Turkmenistan still venting like crazy, methane super-emissions data show
Turkmenistan is back in the headlines as the world’s guiltiest country when it comes to “super-emitting” sites of planet-heating methane.
The secretive regime that runs the Central Asian state cannot hide thanks to evidence of plumes gathered by satellites passing over. The latest analysis of such data shows gas-rich Turkmenistan is the location of 17 of the 25 largest methane emission sites identified worldwide so far in 2025. The finding was made by an academic monitoring initiative conducted by researchers at the UCLA Emmett Institute’s Stop Methane Project. It mapped over 3,100 methane plumes at oil & natural gas extraction “sites in dozens of countries of all income levels and in all world regions.”
Conclusions were based on data provided by Carbon Mapper, a non-profit.
It is almost exactly two years since Turkmenistan was congratulated for joining the Global Methane Pledge at the COP28 climate summit in Dubai. Signatories promise on a voluntary basis to slash their methane emissions, but in two years, Turkmenistan does not seem to have made much progress, despite the consensus among climate action experts that sealing methane leaks is one of the easier tasks faced by those fighting climate warming. What’s required amounts to low-hanging fruit.

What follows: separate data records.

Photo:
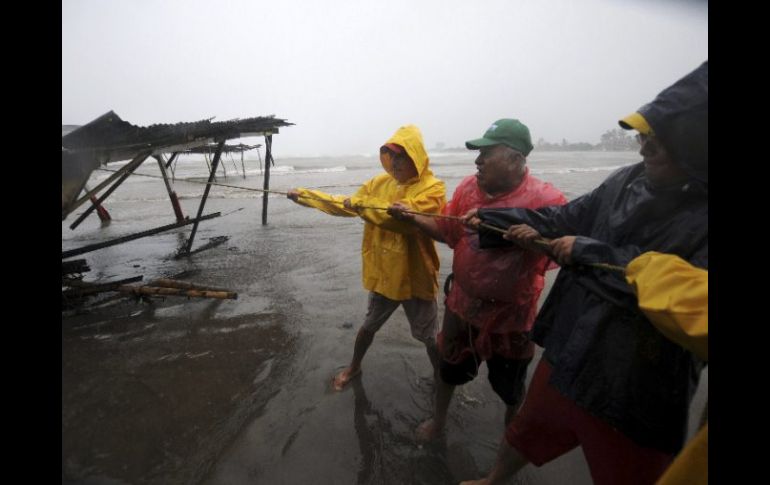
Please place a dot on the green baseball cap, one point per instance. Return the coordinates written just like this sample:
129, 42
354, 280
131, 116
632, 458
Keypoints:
509, 132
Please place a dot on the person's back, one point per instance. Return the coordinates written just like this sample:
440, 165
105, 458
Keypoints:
604, 367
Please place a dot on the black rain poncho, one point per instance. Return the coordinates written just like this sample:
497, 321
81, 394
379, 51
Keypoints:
606, 356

“They vent like crazy,” Christian Lelong at climate tech and data firm Kayrros told the Guardian in March 2023, as pressure on Turkmenistan to take action intensified.
Gathered data on 2022 showed that Turkmenistan’s methane leaks from two gas fields alone contributed more to global warming in that year than all the carbon emissions in the United Kingdom.
Though methane has more warming potential than carbon dioxide, it breaks down in the atmosphere within just years compared with decades for CO2. That means that an effective crackdown on methane emissions could have a relatively quick impact on limiting climate change and.
At the COP29 summit in Baku, the UN Environment Programme (UNEP) revealed that just 1% of 1,200 notifications on major methane leaks delivered to governments and companies in the previous two years by a high-tech detection system were responded to.